Si l’on ajoute à tout cela le scorbut quasi général qui prenait les proportions d’une épidémie menaçante emportant des dizaines de vies, comme du temps de Béring ; et la dysenterie, inévitable, car nous mangions tout ce qui nous tombait sous la main, ne pensant qu’à remplir notre estomac qui criait famine, nous ramassions les restes des cuisines sur des tas d’ordures recouverts d’une épaisse nuée de mouches ; et la pellagre, cette maladie des pauvres, état d’épuisement total où la peau de la paume des mains et de la plante des pieds s’enlevait comme des gants tandis que le corps pelait, perdant de grosses écailles rondes qui ressemblaient à des empreintes digitales ; et, enfin, la célèbre dystrophie alimentaire – la maladie des affamés à laquelle on ne donna son véritable nom qu’après le blocus de Leningrad. Jusque-là, elle eut diverses appellations : OFI, ces initiales mystérieuses qu’on trouvait dans les dossiers médicaux et qu’il fallait déchiffrer comme « épuisement physique aigu » ; ou, plus souvent, polyavitaminose, ce merveilleux nom latin qui signifiait qu’il manquait quelques vitamines dans l’organisme, rassurant les médecins qui avaient trouvé une forme latine commode et légale pour désigner une seule et même chose : la faim.
Si l’on ajoute les baraques humides et non chauffées où une couche épaisse de glace se formait dans toutes les fentes, de l’intérieur, comme si une énorme bougie avait coulé dans le coin de la baraque ; de mauvais vêtements et une ration de famine, les gelures – et les gelures ce sont des souffrances sans fin, quand on ne doit pas recourir à l’amputation. Si l’on pense au nombre de grippes, de congestions pulmonaires, de refroidissements de tous ordres et de tuberculoses qu’il devait y avoir et qu’il y avait dans ces montagnes marécageuses, nuisibles aux cardiaques. Si l’on se rappelle l’épidémie d’automutilations, d’autoamputations. Si l’on tient compte de l’immense accablement moral et de l’absence de tout espoir, on voit facilement à quel point « l’air pur » était plus dangereux que la prison pour la santé.
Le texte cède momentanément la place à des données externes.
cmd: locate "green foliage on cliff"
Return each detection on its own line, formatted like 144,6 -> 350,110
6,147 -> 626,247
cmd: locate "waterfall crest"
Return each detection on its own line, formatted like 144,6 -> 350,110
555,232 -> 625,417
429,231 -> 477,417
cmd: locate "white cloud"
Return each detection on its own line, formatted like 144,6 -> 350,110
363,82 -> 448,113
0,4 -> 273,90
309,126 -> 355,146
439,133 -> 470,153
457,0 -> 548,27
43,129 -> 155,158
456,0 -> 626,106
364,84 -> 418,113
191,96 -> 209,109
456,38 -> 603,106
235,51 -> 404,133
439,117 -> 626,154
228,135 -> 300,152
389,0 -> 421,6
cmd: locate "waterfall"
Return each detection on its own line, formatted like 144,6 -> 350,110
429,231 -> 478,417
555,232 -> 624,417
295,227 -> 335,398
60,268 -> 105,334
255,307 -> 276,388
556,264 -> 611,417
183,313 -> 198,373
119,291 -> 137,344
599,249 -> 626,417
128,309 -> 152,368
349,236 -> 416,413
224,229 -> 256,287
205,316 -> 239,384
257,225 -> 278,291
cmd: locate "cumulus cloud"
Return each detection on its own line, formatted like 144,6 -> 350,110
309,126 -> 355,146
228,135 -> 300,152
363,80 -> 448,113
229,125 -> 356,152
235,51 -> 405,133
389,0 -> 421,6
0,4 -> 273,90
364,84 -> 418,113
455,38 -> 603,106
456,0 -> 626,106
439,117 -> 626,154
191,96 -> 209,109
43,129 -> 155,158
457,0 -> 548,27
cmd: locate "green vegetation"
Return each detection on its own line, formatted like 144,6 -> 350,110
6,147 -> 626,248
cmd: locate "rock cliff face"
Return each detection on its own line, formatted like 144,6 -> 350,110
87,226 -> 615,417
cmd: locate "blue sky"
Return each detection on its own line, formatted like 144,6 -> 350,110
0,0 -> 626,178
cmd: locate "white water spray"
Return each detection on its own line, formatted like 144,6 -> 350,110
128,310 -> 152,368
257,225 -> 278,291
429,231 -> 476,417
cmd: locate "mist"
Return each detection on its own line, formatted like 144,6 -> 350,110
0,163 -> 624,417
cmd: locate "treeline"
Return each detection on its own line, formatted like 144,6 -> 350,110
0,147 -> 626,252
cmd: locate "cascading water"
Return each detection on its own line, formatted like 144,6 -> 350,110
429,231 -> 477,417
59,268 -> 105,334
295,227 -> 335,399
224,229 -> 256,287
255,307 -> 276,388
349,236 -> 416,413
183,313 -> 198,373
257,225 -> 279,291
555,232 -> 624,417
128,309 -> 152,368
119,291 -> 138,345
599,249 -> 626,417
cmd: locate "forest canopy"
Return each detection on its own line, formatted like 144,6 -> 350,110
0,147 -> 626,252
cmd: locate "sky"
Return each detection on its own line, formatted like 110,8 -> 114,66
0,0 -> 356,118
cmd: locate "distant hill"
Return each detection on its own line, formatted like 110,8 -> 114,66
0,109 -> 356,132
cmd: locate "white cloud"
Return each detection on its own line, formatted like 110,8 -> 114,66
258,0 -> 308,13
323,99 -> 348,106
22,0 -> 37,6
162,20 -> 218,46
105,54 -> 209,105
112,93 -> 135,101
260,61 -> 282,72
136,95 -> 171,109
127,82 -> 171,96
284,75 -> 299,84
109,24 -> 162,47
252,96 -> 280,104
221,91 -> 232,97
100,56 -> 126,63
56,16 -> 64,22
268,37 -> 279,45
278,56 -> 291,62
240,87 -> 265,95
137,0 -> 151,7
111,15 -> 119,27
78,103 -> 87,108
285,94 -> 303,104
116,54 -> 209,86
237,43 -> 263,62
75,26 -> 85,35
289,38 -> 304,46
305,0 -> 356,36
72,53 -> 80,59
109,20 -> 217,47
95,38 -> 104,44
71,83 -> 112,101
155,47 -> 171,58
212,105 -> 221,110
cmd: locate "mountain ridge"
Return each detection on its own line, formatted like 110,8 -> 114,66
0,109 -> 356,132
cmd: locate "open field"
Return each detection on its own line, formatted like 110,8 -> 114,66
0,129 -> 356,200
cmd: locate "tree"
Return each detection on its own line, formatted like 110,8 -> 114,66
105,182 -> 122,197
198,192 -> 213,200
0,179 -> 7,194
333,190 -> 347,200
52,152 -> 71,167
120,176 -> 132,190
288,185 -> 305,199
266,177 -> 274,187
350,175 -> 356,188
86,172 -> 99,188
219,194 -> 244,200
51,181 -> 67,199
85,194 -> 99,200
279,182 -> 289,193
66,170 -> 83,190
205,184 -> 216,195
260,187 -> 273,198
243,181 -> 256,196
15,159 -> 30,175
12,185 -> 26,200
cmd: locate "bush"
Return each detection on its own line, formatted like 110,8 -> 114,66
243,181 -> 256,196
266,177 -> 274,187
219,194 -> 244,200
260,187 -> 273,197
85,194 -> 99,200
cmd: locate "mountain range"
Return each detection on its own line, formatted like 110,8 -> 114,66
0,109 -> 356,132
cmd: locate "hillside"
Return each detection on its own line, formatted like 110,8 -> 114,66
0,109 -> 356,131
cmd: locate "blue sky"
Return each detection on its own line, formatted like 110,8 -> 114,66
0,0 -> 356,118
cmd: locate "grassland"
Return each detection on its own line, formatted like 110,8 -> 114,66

Voilà pourquoi il est inutile d’entamer une polémique avec Dostoïevski sur les avantages du « travail » au bagne par rapport au désœuvrement de la prison, et sur les mérites de « l’air pur ». Dostoïevski vivait en d’autres temps, et le bagne n’avait pas encore atteint les sommets dont il est question ici. Il est difficile de s’en faire une idée exacte a priori, car la vie au camp est trop étonnante, trop incroyable, et le pauvre cerveau humain n’est pas à même de se représenter correctement cette vie dont notre ami de prison, le mollah tatare, avait tout de même une vague idée.